NIRSAL, according to the former CBN deputy governor Mr Tunde Lemo  is a dynamic, holistic approach that tackles both agricultural value chain and the agricultural financing of value chain and is built on five pillars namely: risk sharing facilities, insurance facilities, technical facilities, holistic bank rating merchants and bank incentives mechanism.

 He said the primary goal of the initiative’s insurance facilities is to expand insurance product for agricultural lending from the current coverage to new products such as weather index insurance, new variants of pest and diseases insurance.
At one of the insurance meetings held to close the year, insurance experts had urged federal government to develop agric sector through the extension of its Agric insurance subsidy project to private sector own insurance firms.
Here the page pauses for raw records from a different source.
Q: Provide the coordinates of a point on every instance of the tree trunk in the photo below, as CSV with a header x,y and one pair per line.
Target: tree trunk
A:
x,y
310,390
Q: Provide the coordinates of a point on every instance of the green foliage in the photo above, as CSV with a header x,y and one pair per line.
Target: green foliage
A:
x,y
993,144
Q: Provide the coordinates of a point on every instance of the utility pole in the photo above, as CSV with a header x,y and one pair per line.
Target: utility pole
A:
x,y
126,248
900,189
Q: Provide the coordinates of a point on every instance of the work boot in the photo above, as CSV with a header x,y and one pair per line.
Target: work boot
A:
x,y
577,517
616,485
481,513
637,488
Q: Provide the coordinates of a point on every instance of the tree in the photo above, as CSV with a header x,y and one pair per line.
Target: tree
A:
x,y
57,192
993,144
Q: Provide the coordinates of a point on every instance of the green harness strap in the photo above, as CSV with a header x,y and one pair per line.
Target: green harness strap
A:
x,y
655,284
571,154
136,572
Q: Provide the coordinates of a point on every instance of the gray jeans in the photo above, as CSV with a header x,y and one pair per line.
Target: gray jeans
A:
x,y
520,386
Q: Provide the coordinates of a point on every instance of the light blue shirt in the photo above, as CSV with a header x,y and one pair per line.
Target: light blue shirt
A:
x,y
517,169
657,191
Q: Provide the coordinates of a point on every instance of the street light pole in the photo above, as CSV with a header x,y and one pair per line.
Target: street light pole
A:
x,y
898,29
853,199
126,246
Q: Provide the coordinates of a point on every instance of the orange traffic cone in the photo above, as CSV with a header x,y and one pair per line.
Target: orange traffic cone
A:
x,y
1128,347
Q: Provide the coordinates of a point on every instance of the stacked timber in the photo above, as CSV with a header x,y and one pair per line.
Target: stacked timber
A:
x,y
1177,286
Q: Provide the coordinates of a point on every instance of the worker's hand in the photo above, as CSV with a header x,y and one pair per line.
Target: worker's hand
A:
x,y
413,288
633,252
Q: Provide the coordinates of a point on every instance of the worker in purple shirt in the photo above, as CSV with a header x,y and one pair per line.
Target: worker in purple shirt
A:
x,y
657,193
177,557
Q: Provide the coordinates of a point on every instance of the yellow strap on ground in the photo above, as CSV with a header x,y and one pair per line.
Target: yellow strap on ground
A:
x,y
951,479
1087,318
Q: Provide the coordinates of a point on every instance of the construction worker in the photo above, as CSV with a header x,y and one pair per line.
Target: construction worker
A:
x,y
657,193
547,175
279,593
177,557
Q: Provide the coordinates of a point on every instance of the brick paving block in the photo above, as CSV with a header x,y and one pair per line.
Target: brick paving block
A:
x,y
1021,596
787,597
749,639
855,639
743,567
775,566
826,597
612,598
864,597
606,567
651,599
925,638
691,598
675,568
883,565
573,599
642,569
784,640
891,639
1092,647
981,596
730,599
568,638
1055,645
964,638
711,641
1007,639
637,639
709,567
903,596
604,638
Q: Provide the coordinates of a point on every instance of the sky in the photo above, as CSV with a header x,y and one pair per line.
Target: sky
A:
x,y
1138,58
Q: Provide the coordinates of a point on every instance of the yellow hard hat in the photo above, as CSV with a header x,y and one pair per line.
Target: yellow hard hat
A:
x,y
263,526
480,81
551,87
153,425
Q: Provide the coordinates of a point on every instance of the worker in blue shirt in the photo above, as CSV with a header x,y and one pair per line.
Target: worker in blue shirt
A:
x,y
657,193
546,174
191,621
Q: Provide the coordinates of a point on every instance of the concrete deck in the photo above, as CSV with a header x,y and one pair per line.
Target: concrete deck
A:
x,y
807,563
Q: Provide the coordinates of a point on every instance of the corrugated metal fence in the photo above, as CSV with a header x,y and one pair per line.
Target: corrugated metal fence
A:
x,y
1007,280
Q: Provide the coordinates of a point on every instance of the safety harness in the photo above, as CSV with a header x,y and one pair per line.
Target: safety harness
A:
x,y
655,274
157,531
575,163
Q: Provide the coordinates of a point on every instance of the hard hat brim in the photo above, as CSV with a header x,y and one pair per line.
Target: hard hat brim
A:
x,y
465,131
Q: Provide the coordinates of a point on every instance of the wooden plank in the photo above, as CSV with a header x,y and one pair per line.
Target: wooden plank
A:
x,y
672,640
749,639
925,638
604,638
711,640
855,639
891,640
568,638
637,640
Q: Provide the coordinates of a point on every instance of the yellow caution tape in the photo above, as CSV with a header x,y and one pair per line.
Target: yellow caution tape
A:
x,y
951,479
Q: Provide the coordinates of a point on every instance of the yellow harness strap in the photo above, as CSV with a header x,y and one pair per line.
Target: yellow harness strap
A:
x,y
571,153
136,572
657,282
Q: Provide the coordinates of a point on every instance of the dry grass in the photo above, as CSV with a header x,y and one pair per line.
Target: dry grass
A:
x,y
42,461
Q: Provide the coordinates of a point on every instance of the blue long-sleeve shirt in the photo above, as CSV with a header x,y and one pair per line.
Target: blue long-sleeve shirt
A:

Currently only agric insurance provided by the Nigerian Agricultural Insurance corporation (NAIC) is being subsidised by the government.
But insurance experts said government should expand its agric insurance subsidy programme to enable other insurance firms participate in agric insurance in the country and to encourage farmers buy insurance.
According to the experts, government should borrow a leaf from agric insurance expansion programmes adopted by Nigerian neighbours and save farmers from losses while expanding farm production output.
Recently in China, farmers made positive confession on the impact of agric insurance claims payment in their activities.

Nigerian insurers are yet to experience this, raising the question on when Nigerian farmers will be fully brought under insurance  cover against natural disaster risks like  flood which is fast becoming annual occurrence in the country.